Researchers find rare mutation doesn’t always result in blood cancer

Researchers have found that a genetic mutation associated with a rare group of blood cancers does not always result in development of the disease. The work provides insight into the initial phases of the disease and may eventually lead to tailored monitoring techniques that improve patient outcomes.

The Philadelphia chromosome-negative myeloproliferative neoplasms (MPNs) are a group of blood cancers that cause the overproduction of red blood cells, some types of white blood cells, or platelets. Many cases of MPNs are driven by a particular mutation in the gene JAK2, called JAK2V617F.

“We were fortunate to have access to a population study that allowed us to look at the occurrence of this mutation in the general public,” says Jordan Snyder, assistant teaching professor of mathematics at North Carolina State University and corresponding author of the study. “That allowed us to see relationships between the mutation and instances of disease.” Snyder was formerly an assistant professor of mathematics at Roskilde University, Denmark, where the work was done.

The researchers looked at participant data from the Danish General Suburban Population Study, which contained blood samples and health questionnaires completed by residents of Zealand, Denmark. Of the nearly 20,000 participants, Snyder’s group identified 67 people with the JAK2V617F mutation.

“Specifically, we were able to get data on the participants’ variant allele fraction, or VAF, over a 10-year period from a sample of the general public, not just patients,” Snyder says.

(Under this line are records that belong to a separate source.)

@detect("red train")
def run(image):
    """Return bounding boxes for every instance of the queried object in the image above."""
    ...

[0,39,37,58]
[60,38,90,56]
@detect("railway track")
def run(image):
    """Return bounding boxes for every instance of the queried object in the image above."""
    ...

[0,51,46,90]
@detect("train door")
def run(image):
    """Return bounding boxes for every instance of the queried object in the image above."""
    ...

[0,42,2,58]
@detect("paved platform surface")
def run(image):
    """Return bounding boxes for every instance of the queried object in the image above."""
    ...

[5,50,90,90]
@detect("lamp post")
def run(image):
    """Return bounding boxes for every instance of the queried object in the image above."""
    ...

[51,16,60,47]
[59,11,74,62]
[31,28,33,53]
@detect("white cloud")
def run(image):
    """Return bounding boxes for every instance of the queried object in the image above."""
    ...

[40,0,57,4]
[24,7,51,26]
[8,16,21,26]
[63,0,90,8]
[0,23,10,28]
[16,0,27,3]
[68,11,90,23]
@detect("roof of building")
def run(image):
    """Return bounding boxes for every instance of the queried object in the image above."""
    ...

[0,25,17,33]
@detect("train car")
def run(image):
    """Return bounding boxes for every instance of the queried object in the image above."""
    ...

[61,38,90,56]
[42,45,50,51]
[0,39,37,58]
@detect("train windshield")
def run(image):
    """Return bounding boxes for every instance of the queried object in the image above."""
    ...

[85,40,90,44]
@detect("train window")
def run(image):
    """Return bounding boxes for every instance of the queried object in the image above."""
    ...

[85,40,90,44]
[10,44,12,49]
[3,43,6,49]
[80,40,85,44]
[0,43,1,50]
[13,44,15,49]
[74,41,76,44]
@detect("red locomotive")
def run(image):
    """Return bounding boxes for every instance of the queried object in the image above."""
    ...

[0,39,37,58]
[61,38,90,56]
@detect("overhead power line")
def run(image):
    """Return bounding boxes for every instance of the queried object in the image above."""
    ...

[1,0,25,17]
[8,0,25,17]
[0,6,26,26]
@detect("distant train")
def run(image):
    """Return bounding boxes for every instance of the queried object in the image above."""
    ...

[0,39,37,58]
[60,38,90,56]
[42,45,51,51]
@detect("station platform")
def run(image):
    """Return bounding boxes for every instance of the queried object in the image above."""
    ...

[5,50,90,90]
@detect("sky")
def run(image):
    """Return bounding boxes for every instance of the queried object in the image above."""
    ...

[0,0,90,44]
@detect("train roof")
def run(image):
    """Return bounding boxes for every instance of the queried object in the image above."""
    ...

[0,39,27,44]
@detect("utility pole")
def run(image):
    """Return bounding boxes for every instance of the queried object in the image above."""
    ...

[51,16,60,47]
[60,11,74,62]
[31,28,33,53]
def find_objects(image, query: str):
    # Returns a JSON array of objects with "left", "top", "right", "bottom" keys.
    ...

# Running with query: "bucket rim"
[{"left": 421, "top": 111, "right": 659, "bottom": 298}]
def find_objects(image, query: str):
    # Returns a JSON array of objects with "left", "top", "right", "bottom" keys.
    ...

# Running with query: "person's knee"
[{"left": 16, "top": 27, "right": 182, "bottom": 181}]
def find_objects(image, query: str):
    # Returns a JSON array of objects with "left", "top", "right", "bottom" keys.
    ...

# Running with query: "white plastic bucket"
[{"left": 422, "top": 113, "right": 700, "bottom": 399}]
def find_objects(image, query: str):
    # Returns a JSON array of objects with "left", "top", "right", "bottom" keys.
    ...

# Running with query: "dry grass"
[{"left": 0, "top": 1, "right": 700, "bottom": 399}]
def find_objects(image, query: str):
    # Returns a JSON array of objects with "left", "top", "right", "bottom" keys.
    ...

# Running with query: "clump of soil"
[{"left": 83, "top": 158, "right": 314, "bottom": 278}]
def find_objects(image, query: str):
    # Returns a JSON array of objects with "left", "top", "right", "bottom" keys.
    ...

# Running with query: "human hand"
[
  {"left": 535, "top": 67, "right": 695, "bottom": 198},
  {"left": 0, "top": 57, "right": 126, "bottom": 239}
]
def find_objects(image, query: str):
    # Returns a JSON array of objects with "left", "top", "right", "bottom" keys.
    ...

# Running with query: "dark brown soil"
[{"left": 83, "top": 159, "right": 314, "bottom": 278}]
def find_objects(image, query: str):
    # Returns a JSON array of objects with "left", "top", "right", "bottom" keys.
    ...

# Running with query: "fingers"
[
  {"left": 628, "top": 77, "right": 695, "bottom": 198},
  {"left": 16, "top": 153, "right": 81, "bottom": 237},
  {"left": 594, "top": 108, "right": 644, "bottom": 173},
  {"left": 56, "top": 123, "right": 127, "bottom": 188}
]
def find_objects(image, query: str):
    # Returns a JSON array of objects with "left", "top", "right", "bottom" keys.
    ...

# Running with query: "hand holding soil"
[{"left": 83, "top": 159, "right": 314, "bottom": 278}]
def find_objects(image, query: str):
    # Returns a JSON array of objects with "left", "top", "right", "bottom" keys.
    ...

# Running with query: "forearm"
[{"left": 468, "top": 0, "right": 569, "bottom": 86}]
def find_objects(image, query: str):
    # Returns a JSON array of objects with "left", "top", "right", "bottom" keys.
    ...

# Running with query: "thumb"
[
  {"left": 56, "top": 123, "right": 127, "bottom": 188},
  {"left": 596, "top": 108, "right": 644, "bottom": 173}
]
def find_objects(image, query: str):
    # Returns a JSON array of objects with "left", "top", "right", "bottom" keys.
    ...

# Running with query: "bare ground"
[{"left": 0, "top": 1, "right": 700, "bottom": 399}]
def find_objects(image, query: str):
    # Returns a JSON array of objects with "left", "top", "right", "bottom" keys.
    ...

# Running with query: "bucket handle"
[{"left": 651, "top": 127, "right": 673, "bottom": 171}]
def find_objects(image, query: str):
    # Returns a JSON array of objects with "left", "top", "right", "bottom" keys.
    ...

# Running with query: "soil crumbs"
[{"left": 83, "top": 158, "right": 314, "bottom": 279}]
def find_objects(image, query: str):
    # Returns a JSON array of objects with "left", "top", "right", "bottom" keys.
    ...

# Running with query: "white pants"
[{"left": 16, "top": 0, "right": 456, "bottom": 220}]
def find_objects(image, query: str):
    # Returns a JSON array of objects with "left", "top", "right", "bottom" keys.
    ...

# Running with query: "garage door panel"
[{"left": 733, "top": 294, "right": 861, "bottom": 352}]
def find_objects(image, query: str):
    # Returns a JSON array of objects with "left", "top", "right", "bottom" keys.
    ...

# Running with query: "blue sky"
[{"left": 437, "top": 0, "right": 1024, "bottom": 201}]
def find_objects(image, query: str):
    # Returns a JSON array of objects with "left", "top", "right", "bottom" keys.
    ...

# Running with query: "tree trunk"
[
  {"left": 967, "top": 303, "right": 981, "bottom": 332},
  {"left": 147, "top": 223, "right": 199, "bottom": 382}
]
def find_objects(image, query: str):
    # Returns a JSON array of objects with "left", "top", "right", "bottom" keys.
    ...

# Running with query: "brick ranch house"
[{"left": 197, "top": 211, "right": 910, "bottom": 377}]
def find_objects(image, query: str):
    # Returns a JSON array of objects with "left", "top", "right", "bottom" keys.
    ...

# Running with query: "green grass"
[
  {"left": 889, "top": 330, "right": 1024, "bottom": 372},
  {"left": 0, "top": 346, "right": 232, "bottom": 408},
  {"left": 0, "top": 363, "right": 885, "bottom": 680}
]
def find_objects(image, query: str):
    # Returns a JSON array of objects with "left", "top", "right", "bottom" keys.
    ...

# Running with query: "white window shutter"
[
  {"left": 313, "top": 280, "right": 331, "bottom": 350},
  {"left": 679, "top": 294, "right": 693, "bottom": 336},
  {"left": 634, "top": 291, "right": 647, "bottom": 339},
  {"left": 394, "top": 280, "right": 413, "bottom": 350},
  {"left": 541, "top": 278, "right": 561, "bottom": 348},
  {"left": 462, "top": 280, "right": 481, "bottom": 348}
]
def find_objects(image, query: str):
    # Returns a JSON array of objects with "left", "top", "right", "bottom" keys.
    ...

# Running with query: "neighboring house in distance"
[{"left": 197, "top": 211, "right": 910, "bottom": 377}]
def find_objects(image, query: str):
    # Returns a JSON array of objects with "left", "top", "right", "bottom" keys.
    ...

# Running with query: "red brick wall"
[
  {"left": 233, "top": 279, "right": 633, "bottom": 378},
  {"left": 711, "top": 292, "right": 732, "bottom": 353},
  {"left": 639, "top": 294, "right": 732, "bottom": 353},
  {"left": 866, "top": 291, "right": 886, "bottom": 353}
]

“Every cell that has DNA has two copies of JAK2, but not every copy has the same mutation status,” Snyder continues. “VAF represents the number of mutated copies of the gene versus normal copies. Most of the work around this mutation is looking at the VAF of patients with cancer. But to figure out how the disease progresses from a healthy state, we need to look at VAF before cancer develops.”

The research team created a stochastic mathematical model to describe how the mutation might proliferate in blood stem cells, where it is believed to originate. According to the model, in 70% of cases the mutated cells were likely to outcompete their normal counterparts; in 18% of cases mutants had a competitive disadvantage compared to normal cells; and 12% showed neither an advantage nor a disadvantage.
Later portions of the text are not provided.